We tore through the town. We wrecked like fury. The public baths had been only partly destroyed – they had begun to repair the doors. “We have a powerful new light – it was installed the other day – and we have painted the doors.” We wrenched the handles off the doors, shot to pieces the apparatus, slit the padding in the soundproof room. We crowded into the room. We ate bread and ham. “What do you want?” Silence. A boy in a light-grey jacket with a sub-machine gun: “Get out or I shoot.” He stared round at us, his fear shown by his grip on the butt; he was trying to work out what to do next. “We’ll never give up. We’ll fight. We don’t need tractors – we want horses, we want bread.” Some drunken soldiers had shot one of the horses. The commander spoke quietly: “Look at this.” He took a wrapped toffee from his pocket and threw it on the floor a couple of feet in front of the boy. The young soldier, awkwardly, transferring the heavy gun from his right hand to his left, bent forwards to pick up the sweet. A shot sounded but made no echo in the soundproof room. The commander continued: “As for horses, only the collective has the right to own them; if one or a dozen horses die, the individual has no cause to fear.”

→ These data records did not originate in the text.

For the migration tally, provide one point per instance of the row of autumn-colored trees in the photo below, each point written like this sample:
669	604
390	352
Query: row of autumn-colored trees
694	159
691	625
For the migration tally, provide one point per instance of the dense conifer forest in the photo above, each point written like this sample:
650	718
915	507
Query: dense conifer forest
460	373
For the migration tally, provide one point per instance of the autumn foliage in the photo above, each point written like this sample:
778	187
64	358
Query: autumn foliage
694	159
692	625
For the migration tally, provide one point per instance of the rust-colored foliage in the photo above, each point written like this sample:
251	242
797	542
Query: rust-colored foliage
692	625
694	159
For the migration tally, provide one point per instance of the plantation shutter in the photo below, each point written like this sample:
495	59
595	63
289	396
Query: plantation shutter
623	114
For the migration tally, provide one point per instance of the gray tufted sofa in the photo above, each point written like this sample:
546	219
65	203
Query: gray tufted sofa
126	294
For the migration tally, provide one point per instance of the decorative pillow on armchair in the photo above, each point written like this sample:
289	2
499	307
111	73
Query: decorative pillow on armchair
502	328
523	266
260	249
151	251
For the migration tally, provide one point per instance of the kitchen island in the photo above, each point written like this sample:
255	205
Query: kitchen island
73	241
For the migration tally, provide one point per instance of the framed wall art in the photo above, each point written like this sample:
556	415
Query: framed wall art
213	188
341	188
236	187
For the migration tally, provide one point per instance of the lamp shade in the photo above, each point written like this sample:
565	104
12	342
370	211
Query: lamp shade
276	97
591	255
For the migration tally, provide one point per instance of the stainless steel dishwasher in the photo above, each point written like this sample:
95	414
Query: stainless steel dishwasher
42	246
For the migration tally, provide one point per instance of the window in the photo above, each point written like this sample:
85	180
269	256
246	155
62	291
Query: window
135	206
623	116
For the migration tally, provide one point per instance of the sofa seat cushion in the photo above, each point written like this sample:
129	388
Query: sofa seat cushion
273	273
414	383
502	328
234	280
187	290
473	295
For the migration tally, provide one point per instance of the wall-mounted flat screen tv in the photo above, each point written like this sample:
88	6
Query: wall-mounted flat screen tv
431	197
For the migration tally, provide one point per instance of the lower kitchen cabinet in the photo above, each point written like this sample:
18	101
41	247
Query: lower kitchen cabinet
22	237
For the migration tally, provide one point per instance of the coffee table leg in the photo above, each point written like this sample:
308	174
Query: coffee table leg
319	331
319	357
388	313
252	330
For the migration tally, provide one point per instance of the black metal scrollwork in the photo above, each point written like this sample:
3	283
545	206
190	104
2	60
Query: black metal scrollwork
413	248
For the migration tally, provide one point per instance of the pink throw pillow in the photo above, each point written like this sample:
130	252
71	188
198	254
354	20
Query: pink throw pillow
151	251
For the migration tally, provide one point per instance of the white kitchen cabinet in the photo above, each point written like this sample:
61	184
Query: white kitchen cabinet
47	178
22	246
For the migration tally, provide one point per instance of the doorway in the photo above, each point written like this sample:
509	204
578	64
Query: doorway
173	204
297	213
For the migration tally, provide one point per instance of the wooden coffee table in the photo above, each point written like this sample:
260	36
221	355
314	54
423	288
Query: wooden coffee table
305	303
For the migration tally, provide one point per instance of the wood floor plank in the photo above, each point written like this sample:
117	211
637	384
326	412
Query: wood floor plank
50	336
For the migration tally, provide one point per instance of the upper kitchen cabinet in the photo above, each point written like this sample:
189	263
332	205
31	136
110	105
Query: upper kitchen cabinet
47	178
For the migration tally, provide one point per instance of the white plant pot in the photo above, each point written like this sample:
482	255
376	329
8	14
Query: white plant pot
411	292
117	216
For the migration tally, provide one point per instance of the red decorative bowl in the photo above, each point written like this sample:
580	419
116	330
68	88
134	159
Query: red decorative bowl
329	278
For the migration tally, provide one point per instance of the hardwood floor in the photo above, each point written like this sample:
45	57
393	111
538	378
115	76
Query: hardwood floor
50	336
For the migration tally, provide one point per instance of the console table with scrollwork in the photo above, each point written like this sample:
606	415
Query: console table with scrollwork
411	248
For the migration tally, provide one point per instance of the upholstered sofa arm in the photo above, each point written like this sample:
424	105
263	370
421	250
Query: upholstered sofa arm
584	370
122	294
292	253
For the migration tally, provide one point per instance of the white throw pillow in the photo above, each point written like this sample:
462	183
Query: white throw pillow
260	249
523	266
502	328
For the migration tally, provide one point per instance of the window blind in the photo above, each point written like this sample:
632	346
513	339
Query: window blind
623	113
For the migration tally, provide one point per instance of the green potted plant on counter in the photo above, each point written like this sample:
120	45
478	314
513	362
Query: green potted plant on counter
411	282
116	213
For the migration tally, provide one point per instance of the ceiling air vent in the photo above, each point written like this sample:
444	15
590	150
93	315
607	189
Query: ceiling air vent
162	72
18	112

We had breakfast of white rolls and butter, two eggs and coffee. I was accustomed to destruction – there were standards of destruction – the little town had been destroyed. There was nothing. The thing had disappeared. Not a brick visible. A man appeared out of the ground, a boy from a hole stood beside the man. “What do you live on?” “Potatoes.” “No corn?” “I can plant only potatoes.” The commander indicated that things were not so bad now that the land had been cleared of mines: animals were no longer injured by exploding shells. “Not long ago any one of these people would have lost his own son or his wife in exchange for a sound calf or a pig.” He had seen cattle caught in minefields – whole collections of the feet of animals, legs severed at the knee, bones sprouting from bushes; and, in cottages, collections of hoofs, fossilized, kept.

I changed my plans. I told the commander that I intended to stop at the next large town. “As you please.” Racing through the rain, the driver accelerated, the heavy tyres skidded sideways across the metalled road. I looked back. “Where is the escort?” He seemed indifferent, increased his speed; the rain smashed against the windscreen. “Stop. We must wait for them.” They soon discovered their mistake, and a minute or two later we saw them behind us, as I intended. We drove on towards the town – a few lights miles ahead across the bare land uninterrupted by any tree or building – no traffic, no noise; we travelled slowly. Under waiting clouds we entered the darkened town. The headlights of the lorries flashed on blank spaces – remains of houses, flat ground where shops had stood. “You won’t be able to go any farther.” I got out and walked towards the seven-storeyed silent blaze from the lit windows of the new hotel. Behind me the driver worked in the rain, mending a punctured tyre.